O Governo assegurou, ainda, financiar, este ano, projetos de requalificação urbana, para além de melhorias das habitações, através da Câmara local. A construção de um Centro de Transferência de Resíduos foi outro projeto apresentado, pelo autarca, com o Primeiro-Ministro a garantir que será analisado, embora tenha afirmado que “a gestão dos resíduos sólidos ultrapassa a capacidade dos municípios e que, por isso, defende a criação de uma entidade nacional para tratar os recursos sólidos, que constituem um problema global.

Projetos nas áreas sociais, como a construção de um lar para idosos também foram discutidos, com o Governo a assegurar que, tendo em conta a mudança demográfica do país, é uma questão que ganha relevância nacional e como tal será priorizada.

Acabar com ideia de ilhas periféricas

“É doloroso constatar que o Presidente da Câmara de Tarrafal de São Nicolau teve de fazer uma viagem de barco de 10 horas, para poder chegar ao encontro”, foi com este sentimento que o Primeiro-Ministro deu as boas-vindas ao Presidente Neivo Araújo, eleito pelo MpD, e que pediu ajuda ao Governo, liderado por Francisco Carvalho, pois “o Governo anterior não deu a atenção devida a Tarrafal”.

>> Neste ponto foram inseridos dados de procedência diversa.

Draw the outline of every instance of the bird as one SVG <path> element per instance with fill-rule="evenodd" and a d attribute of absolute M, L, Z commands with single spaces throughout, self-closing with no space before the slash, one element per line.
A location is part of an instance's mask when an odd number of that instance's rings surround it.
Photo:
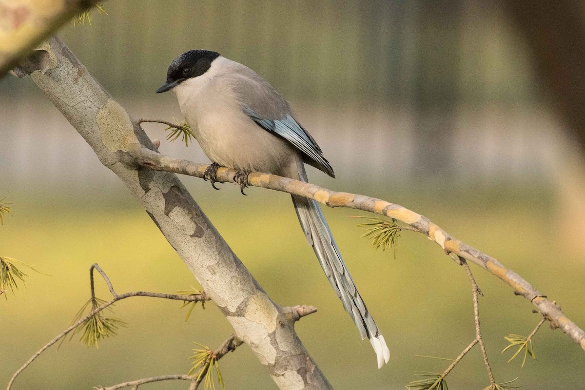
<path fill-rule="evenodd" d="M 194 50 L 177 57 L 157 94 L 174 91 L 181 112 L 212 164 L 204 177 L 218 189 L 220 167 L 235 170 L 242 194 L 252 171 L 308 182 L 305 164 L 335 178 L 333 168 L 309 132 L 295 119 L 288 102 L 250 68 L 211 50 Z M 355 323 L 367 337 L 378 368 L 390 351 L 349 274 L 319 204 L 292 195 L 309 245 L 329 282 Z"/>

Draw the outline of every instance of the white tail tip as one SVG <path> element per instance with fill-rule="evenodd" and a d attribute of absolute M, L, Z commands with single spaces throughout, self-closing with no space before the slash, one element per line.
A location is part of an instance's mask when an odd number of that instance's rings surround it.
<path fill-rule="evenodd" d="M 390 359 L 390 351 L 386 345 L 386 340 L 384 339 L 383 336 L 378 334 L 375 337 L 370 339 L 370 342 L 371 343 L 378 358 L 378 368 L 381 368 Z"/>

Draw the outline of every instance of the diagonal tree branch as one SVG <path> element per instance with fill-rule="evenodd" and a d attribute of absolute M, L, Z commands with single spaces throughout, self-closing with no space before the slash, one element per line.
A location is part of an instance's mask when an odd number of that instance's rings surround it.
<path fill-rule="evenodd" d="M 140 202 L 278 387 L 332 389 L 295 332 L 293 309 L 270 299 L 176 175 L 136 164 L 132 153 L 154 150 L 137 122 L 58 37 L 37 51 L 42 60 L 21 69 Z"/>
<path fill-rule="evenodd" d="M 98 313 L 99 313 L 104 309 L 113 305 L 118 301 L 122 301 L 122 299 L 125 299 L 126 298 L 129 298 L 132 296 L 149 296 L 150 298 L 164 298 L 166 299 L 174 299 L 176 301 L 191 302 L 201 302 L 203 301 L 209 301 L 211 299 L 211 298 L 207 296 L 205 292 L 201 294 L 194 294 L 192 295 L 178 295 L 177 294 L 166 294 L 160 292 L 149 292 L 147 291 L 136 291 L 134 292 L 126 292 L 119 295 L 115 294 L 113 295 L 113 298 L 112 298 L 111 301 L 109 301 L 92 310 L 85 316 L 80 319 L 79 320 L 75 323 L 72 324 L 65 330 L 55 336 L 53 340 L 43 346 L 40 350 L 35 353 L 35 354 L 31 356 L 30 358 L 27 360 L 26 363 L 23 364 L 22 367 L 19 368 L 12 375 L 12 377 L 10 378 L 10 381 L 8 382 L 8 385 L 6 388 L 6 390 L 11 389 L 11 388 L 12 386 L 12 384 L 14 382 L 15 379 L 16 379 L 16 377 L 20 375 L 20 374 L 24 371 L 26 367 L 29 367 L 30 364 L 39 357 L 39 355 L 44 352 L 44 351 L 49 347 L 54 344 L 57 343 L 57 341 L 64 337 L 71 331 L 74 330 L 76 328 L 82 325 L 85 321 L 90 319 Z"/>
<path fill-rule="evenodd" d="M 98 1 L 0 0 L 0 78 L 59 27 Z"/>
<path fill-rule="evenodd" d="M 135 149 L 132 155 L 136 161 L 153 170 L 166 171 L 203 178 L 209 165 L 160 154 L 146 148 Z M 217 172 L 219 182 L 235 183 L 236 171 L 220 168 Z M 323 187 L 277 175 L 252 172 L 249 175 L 250 185 L 288 192 L 313 199 L 329 207 L 346 207 L 384 215 L 399 220 L 422 233 L 436 242 L 448 254 L 454 254 L 473 263 L 498 277 L 538 308 L 550 322 L 553 328 L 560 327 L 585 350 L 585 332 L 569 320 L 560 307 L 550 302 L 519 275 L 503 265 L 495 258 L 463 243 L 426 217 L 399 205 L 363 195 L 333 191 Z"/>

O Presidente da Câmara Municipal de Tarrafal de São Nicolau deu como exemplos o facto de se ter produzido resoluções que visavam a abertura de uma delegação do Ministério da Agricultura e uma que determinava a abertura dos serviços de Conservatória, Registo e Notariado, sem que os mesmos tenham saído do papel. Do Governo de Francisco Carvalho recebeu a garantia da abertura da delegação do Ministério do Desenvolvimento Rural e Pescas, já, no próximo ano. Em relação aos serviços notariais, também haverá novidades, a curto prazo.

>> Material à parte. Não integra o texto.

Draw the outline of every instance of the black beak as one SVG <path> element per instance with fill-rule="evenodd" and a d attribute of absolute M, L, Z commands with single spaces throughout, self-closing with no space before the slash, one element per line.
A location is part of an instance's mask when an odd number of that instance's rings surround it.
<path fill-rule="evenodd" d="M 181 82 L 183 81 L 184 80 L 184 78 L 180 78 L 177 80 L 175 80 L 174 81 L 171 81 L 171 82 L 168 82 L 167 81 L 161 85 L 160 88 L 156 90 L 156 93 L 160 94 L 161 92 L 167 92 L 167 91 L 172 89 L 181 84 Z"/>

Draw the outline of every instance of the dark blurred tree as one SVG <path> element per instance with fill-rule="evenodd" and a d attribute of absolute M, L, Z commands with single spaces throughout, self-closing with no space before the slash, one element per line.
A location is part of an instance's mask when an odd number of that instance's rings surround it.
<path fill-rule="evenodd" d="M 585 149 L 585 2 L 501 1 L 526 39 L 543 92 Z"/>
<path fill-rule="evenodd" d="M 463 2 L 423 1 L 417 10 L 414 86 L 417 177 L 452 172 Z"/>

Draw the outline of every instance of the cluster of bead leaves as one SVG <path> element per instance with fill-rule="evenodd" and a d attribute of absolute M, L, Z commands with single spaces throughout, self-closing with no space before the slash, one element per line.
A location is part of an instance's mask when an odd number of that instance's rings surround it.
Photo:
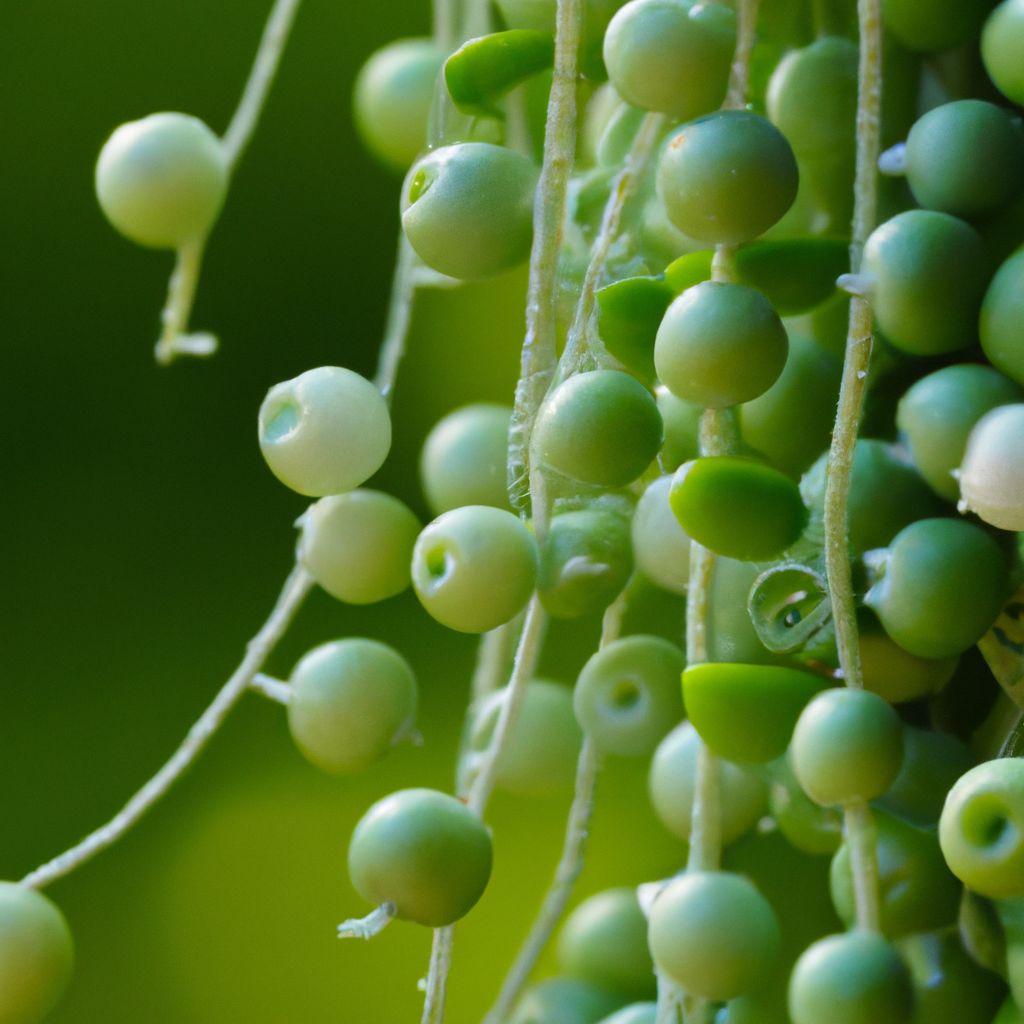
<path fill-rule="evenodd" d="M 296 568 L 157 776 L 0 884 L 0 1020 L 40 1020 L 72 974 L 39 890 L 131 827 L 248 690 L 287 707 L 328 772 L 417 737 L 416 677 L 387 644 L 338 639 L 287 682 L 261 675 L 314 585 L 352 604 L 412 586 L 480 635 L 456 795 L 392 794 L 349 846 L 374 909 L 340 935 L 435 930 L 424 1024 L 490 877 L 493 790 L 566 784 L 562 859 L 487 1024 L 1022 1020 L 1024 128 L 1008 101 L 1024 105 L 1024 2 L 992 6 L 439 0 L 433 39 L 370 58 L 356 121 L 406 172 L 380 372 L 269 390 L 263 456 L 315 499 Z M 162 361 L 215 347 L 186 331 L 202 252 L 296 8 L 278 0 L 223 138 L 163 113 L 100 153 L 111 223 L 177 255 Z M 953 47 L 998 91 L 944 78 Z M 430 432 L 424 526 L 365 486 L 391 446 L 415 291 L 527 260 L 513 401 Z M 671 636 L 627 628 L 642 601 L 675 610 Z M 574 686 L 538 678 L 545 638 L 585 616 L 600 644 Z M 618 757 L 650 759 L 687 863 L 581 903 L 560 976 L 530 987 Z M 754 856 L 736 844 L 752 835 Z M 777 874 L 799 885 L 823 855 L 847 930 L 805 934 Z"/>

No domínio das infraestruturas o Presidente Neivo Araújo pediu, várias vezes, ajuda do Governo para ter equipamentos que permitam a desobstrução de estradas, por causa das chuvas, como aconteceu no passado recente com a passagem de uma tempestade. O Presidente da Câmara de Tarrafal recebeu a garantia da disponibilização de máquinas do Ministério da Agricultura para colmatar as necessidades urgentes.

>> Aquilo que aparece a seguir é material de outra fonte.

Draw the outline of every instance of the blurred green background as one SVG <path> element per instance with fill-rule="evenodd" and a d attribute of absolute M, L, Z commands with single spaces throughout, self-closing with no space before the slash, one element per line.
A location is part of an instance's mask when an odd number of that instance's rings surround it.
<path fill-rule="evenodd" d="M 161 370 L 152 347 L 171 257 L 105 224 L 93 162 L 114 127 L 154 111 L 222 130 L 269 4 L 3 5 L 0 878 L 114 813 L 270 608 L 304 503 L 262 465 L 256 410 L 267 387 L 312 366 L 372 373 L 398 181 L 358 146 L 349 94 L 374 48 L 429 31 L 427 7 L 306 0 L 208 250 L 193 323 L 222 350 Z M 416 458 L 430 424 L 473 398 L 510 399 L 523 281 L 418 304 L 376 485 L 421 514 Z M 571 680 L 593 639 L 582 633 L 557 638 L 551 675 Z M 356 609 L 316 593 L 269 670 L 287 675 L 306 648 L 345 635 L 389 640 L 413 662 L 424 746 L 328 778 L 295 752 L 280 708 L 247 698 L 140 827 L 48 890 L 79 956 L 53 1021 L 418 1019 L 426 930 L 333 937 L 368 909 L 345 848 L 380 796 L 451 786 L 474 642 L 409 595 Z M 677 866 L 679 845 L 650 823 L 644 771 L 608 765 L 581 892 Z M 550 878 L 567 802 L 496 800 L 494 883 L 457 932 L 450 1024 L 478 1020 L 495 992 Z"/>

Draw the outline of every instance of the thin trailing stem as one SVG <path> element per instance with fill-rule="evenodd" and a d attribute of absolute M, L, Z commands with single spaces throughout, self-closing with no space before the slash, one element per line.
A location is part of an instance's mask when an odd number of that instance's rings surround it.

Do Governo, Neivo Araújo recebeu ainda a garantia de ajuda na abertura e melhoria de estradas de acesso, bem como recebeu garantias de parceria financeira do Governo para a reabilitação de casas, melhorias das infraestruturas rodoviárias e da construção de um centro pós-colheita, pois “o Governo sente uma grande responsabilidade e vai trabalhar para a criação de melhores condições, de serviços que estimulem a fixação de jovens na ilha, acabando com a ideia de ilhas periféricas, com mais e melhores serviços públicos e com maior presença do Estado.

Outro problema que tem condicionado a ilha, há largos anos, é a questão dos transportes. Em relação a este aspeto o Governo garantiu estar a trabalhar para resolver os problemas.

Ao concluir o encontro, o Primeiro-Ministro assegurou que o Tarrafal pode contar com o apoio e a parceria do Governo, sublinhando que é preciso pôr fim a problemas que se arrastam ao longo dos anos.

“Há problemas que não podem continuar a persistir, com governos a entrarem e a saírem, deixando os mesmos problemas por resolver”, afirmou Francisco Carvalho.